As olheiras denunciam as nossas horas de sono o que pode ser chato se o colega de trabalho entender que hoje não vamos render tanto. Dormir é pessoal.
Duas covas cinzentas logo num sítio tão central e por uma questão de tempo, já vi coisas mais razoáveis.
E se agora ficássemos com uma mancha vermelha na ponta do nariz de cada vez que fizéssemos muito pouco cocó.
"Ih, estás cá com um vermelhão, vê-se mesmo que não cagaste".

quarta-feira, abril 09, 2008

de caras

" Os problemas são nossos, a cara é dos outros"
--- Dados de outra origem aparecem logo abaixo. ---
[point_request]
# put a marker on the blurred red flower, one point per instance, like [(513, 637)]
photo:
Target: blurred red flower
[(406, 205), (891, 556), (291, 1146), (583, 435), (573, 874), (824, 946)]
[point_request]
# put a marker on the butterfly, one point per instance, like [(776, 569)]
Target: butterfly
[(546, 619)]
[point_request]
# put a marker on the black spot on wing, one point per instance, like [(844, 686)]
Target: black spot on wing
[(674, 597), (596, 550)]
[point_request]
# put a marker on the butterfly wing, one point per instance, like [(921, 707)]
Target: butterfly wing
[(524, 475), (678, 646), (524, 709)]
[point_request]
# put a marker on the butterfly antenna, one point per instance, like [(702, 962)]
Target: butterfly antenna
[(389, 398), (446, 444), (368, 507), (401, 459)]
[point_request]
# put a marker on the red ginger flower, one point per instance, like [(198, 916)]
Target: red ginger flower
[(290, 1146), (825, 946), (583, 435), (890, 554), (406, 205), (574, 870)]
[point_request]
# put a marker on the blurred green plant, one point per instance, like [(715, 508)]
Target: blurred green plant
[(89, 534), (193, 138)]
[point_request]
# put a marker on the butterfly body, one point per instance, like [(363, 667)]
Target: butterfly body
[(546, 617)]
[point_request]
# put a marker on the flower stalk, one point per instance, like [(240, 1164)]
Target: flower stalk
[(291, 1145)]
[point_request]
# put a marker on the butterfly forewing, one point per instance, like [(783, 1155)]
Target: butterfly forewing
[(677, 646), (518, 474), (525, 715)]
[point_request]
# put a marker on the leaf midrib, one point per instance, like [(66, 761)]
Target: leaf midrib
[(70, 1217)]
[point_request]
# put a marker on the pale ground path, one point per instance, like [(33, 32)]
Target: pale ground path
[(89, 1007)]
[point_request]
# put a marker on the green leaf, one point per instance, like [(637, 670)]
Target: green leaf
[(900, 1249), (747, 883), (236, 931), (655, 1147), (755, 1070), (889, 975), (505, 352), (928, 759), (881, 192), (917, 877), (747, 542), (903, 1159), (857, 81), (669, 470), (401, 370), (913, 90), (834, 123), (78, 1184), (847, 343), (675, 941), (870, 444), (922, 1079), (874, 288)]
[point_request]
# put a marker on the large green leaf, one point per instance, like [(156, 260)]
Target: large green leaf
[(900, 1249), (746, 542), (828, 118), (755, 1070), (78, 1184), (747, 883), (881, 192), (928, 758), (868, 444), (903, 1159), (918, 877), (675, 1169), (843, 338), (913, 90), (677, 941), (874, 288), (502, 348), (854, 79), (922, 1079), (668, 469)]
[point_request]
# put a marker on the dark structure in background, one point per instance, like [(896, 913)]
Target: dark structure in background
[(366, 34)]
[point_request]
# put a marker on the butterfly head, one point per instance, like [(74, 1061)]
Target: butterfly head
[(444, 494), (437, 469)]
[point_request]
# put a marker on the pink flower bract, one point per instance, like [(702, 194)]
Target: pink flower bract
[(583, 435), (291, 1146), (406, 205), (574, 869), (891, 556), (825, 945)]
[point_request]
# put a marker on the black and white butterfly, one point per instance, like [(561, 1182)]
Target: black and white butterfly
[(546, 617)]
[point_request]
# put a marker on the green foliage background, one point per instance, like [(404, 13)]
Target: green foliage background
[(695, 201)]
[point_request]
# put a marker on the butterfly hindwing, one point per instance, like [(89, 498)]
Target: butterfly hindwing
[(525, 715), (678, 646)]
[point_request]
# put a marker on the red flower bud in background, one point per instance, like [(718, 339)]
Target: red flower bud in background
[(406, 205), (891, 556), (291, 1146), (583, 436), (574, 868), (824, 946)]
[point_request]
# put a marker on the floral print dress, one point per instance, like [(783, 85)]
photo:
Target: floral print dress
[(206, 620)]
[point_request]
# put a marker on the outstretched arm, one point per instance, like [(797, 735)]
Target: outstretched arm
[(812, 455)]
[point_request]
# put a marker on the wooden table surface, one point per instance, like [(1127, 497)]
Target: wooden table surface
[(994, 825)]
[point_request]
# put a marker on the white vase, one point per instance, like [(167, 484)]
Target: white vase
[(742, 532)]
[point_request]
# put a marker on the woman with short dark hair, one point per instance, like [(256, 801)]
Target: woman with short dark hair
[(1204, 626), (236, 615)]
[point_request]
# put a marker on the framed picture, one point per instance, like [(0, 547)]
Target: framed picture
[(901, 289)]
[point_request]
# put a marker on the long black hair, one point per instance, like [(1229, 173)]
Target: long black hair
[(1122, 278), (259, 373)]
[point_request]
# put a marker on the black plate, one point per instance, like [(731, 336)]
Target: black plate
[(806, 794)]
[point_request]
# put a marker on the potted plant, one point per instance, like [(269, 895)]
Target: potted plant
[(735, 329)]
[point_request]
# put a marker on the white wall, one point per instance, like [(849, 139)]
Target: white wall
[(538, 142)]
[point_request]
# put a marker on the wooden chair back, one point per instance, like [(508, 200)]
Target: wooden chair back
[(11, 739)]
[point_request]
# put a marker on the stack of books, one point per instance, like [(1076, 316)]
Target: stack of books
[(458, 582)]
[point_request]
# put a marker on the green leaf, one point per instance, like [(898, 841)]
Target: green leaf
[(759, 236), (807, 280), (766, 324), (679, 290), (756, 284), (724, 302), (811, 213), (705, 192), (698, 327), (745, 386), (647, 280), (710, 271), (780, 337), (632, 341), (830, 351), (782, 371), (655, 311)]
(dizia a minha avó paterna invadindo de pincel a cara da minha tia com pó de arroz; a minha tia tem trinta e tal anos, 4 filhos, estava cansada nesse dia e ia a casa da milucha jantar)

terça-feira, abril 08, 2008

corações, de alain resnais

A Alberta é triste, loira, olhos longes e azuis. É alta, quase gorda. Mãos bonitas. Já foi hospedeira de bordo e nessa altura roubava talheres e toalhas dos hotéis. Diz que que era muito bem disposta, cheia de namorados. Está desempregada. Vivia com uma cadela chamada "Ararat" que morreu há umas semanas. Desde então, a Alberta não consegue entrar em casa. Pediu a amigas e paróquias que a albergassem durante o luto. Ontem fui com ela e com a minha mãe ao cinema ver "Coeurs". À saída disse que o filme lhe veio mostrar que afinal não está sozinha no mundo. Fomos a uma pizzaria e ela quis saber se a sopa era caseirinha. Perguntou à minha mãe (comigo à frente) se eu era uma pessoa que olhava para dentro. Antes que a minha mãe respondesse, perguntei-lhe o que era olhar para dentro e ela continuou mais ou menos a ignorar-me.
Deixamo-la em casa, a primeira noite sem Ararat. Agradeceu o serão, pediu que rezássemos por ela. Dei-lhe um beijo e disse "beijos alberta" enquanto a beijava. Sei que não sei rezar. Fiz o caminho todo de regresso até casa com medo da solidão.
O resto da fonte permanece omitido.